Xilinx’s Alveo U280 is the top-end board with a 16-nm Xilinx UltraScale FPGA. It has 8 GB of HBMS2 memory with a 460-GB/s bandwidth. The boards have a x16 PCIe Gen 4 interface that supports CCIX. CCIX is a cache-coherent protocol that runs atop PCIe hardware in parallel with the PCIe protocol.
FPGA boards have been available for decades, although mostly for embedded applications. The tools for creating the IP that works with an FPGA have improved significantly, and it’s even possible to turn software written for frameworks like OpenCL directly into FPGA IP. Embedded developers typically handle the loading of this IP onto the FPGA, and it’s often tightly integrated with the application software.
Xilinx and Intel are adding a standard system software layer between the application and the hardware. This allows developers to treat the FPGA more like a black box with a standard API. Developers can build or buy the IP that’s used in the black, making the hardware more independent of the application.

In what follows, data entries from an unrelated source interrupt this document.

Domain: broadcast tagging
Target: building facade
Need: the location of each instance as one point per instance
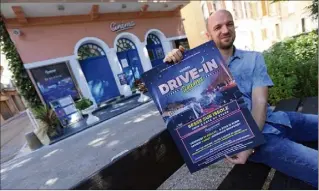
(259, 24)
(92, 50)
(10, 100)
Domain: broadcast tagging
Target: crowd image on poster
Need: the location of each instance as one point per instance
(202, 107)
(54, 82)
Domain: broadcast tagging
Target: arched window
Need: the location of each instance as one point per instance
(153, 39)
(89, 50)
(124, 44)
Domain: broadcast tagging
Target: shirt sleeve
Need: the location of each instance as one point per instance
(260, 74)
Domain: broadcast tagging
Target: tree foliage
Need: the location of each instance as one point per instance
(313, 8)
(293, 66)
(20, 76)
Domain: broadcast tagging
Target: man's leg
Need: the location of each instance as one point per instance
(304, 127)
(288, 157)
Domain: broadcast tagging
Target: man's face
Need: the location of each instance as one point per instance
(221, 30)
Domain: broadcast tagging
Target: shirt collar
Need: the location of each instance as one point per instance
(237, 53)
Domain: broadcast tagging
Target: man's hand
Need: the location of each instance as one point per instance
(240, 158)
(175, 56)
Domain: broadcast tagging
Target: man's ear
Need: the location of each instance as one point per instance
(209, 37)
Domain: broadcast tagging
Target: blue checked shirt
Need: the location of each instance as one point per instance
(249, 71)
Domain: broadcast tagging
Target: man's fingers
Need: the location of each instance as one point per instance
(234, 161)
(177, 57)
(179, 53)
(181, 48)
(167, 59)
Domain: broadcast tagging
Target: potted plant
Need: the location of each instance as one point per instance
(49, 124)
(83, 104)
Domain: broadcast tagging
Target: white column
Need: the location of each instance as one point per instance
(80, 78)
(117, 69)
(143, 54)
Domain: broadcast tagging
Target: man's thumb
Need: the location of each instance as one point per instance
(181, 48)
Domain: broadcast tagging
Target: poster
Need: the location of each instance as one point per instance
(54, 82)
(122, 78)
(202, 107)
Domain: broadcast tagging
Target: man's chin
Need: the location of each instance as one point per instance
(226, 46)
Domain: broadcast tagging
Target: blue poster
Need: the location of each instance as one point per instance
(54, 82)
(202, 107)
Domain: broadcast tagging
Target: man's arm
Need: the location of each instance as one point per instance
(259, 105)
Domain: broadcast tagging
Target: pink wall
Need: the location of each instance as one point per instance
(48, 42)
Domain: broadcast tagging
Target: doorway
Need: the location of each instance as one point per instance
(155, 50)
(130, 61)
(98, 73)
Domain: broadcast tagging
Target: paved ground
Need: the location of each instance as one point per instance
(206, 179)
(61, 165)
(103, 114)
(12, 136)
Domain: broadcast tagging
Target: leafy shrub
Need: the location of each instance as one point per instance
(293, 66)
(49, 119)
(84, 103)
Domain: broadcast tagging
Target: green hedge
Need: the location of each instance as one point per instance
(293, 66)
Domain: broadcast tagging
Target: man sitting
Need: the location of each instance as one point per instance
(282, 130)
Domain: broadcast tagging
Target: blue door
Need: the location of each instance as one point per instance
(130, 60)
(155, 50)
(99, 76)
(127, 69)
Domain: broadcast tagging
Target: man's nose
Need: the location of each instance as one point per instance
(225, 29)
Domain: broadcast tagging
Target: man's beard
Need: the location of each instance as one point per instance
(228, 45)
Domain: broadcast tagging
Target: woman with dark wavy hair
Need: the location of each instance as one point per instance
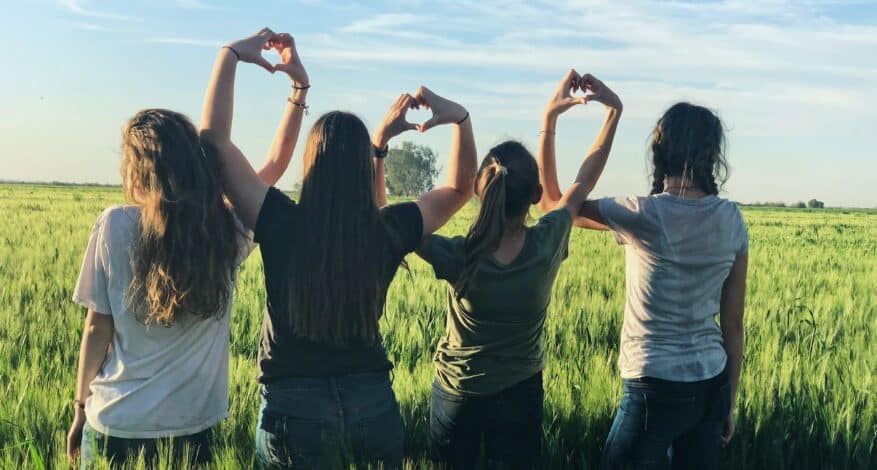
(157, 280)
(328, 260)
(687, 256)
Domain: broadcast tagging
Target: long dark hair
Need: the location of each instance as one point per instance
(185, 249)
(689, 141)
(507, 184)
(336, 292)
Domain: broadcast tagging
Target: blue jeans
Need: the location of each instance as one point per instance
(510, 423)
(662, 424)
(329, 422)
(118, 450)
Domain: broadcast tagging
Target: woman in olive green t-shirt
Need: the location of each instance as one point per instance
(489, 364)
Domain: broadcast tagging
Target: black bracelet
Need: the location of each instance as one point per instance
(303, 106)
(380, 154)
(233, 51)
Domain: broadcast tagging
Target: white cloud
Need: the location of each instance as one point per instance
(74, 6)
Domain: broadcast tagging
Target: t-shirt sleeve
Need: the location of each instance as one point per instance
(625, 216)
(245, 241)
(405, 218)
(744, 236)
(92, 288)
(554, 228)
(275, 218)
(445, 255)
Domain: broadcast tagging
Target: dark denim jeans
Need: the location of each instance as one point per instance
(510, 423)
(118, 450)
(662, 424)
(330, 422)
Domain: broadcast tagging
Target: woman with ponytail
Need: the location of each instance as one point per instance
(157, 280)
(687, 257)
(488, 384)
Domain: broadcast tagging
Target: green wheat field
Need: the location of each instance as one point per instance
(808, 395)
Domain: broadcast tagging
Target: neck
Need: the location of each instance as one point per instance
(682, 187)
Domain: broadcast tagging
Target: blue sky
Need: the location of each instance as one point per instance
(795, 81)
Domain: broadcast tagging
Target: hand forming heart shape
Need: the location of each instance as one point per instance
(395, 122)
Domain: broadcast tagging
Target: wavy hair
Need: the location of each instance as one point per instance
(507, 184)
(689, 141)
(185, 249)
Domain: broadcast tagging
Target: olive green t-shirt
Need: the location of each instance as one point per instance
(494, 333)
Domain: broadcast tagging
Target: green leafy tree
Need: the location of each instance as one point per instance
(410, 169)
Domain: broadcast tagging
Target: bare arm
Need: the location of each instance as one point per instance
(394, 123)
(595, 159)
(290, 124)
(244, 188)
(731, 320)
(96, 339)
(440, 204)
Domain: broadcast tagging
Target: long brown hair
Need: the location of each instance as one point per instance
(689, 141)
(335, 290)
(507, 184)
(185, 250)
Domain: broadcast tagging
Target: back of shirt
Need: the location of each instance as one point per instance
(679, 254)
(494, 332)
(156, 381)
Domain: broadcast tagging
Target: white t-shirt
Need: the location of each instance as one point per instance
(156, 381)
(679, 253)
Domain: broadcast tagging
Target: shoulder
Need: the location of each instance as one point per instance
(406, 211)
(405, 218)
(115, 219)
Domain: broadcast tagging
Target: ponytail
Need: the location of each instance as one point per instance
(486, 233)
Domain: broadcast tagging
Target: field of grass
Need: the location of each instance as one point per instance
(809, 386)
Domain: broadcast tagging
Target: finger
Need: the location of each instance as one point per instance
(262, 62)
(429, 124)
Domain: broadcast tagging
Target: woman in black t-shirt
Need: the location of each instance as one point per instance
(328, 260)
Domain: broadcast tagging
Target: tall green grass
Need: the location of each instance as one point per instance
(807, 397)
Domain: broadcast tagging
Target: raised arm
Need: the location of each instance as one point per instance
(734, 338)
(243, 187)
(394, 123)
(290, 123)
(560, 102)
(440, 204)
(595, 159)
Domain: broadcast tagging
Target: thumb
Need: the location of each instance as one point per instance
(432, 122)
(262, 62)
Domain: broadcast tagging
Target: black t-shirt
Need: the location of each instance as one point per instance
(281, 354)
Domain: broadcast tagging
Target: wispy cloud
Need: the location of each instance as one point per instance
(75, 7)
(186, 41)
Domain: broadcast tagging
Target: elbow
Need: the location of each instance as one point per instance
(210, 137)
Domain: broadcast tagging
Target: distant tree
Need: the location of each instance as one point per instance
(410, 169)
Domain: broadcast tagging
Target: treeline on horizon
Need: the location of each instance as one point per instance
(811, 204)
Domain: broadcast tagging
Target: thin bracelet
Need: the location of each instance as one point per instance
(303, 106)
(233, 51)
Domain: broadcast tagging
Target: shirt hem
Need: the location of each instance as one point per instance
(156, 434)
(645, 372)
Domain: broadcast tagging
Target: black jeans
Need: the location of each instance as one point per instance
(662, 424)
(330, 422)
(118, 450)
(510, 423)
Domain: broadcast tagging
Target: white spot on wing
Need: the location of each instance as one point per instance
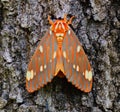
(69, 32)
(78, 48)
(77, 68)
(50, 60)
(74, 66)
(31, 74)
(45, 66)
(90, 76)
(41, 68)
(64, 54)
(28, 76)
(54, 55)
(41, 48)
(68, 60)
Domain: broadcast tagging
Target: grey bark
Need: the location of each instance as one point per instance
(97, 25)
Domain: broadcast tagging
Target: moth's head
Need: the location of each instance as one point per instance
(60, 26)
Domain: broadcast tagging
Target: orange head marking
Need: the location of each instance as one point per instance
(60, 27)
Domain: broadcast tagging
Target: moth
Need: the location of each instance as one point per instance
(59, 53)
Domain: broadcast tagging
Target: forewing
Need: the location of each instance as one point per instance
(42, 65)
(76, 64)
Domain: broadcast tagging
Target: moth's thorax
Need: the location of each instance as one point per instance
(59, 28)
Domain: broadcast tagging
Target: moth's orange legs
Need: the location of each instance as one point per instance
(65, 19)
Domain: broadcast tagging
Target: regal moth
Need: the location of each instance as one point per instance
(59, 53)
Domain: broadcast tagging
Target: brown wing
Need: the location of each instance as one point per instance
(42, 65)
(76, 65)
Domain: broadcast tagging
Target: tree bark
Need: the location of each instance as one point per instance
(97, 25)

7. The Open Programmable Acceleration Engine (OPAE) runs on top of the FPGA Interface Manager (FIM) to manage Programmable Acceleration Cards (PACs).
For example, Intel’s Open Programmable Acceleration Engine (OPAE) runs on top of the FPGA Interface Manager (FIM) to manage its PAC FPGAs (Fig. 7). The software manages FPGA configuration and data movement to and from the FPGA and application. It needn’t be concerned with the hardware configuration as long as the IP fits in the FPGA available to the system. The OPAE is responsible for managing the use of the FPGAs in the system that can change over time as new applications are started.
Other major factors are affecting the data center and embedded servers from persistent memory technology to the upcoming PCIe Gen 5 and CCIX. But that’s for another article.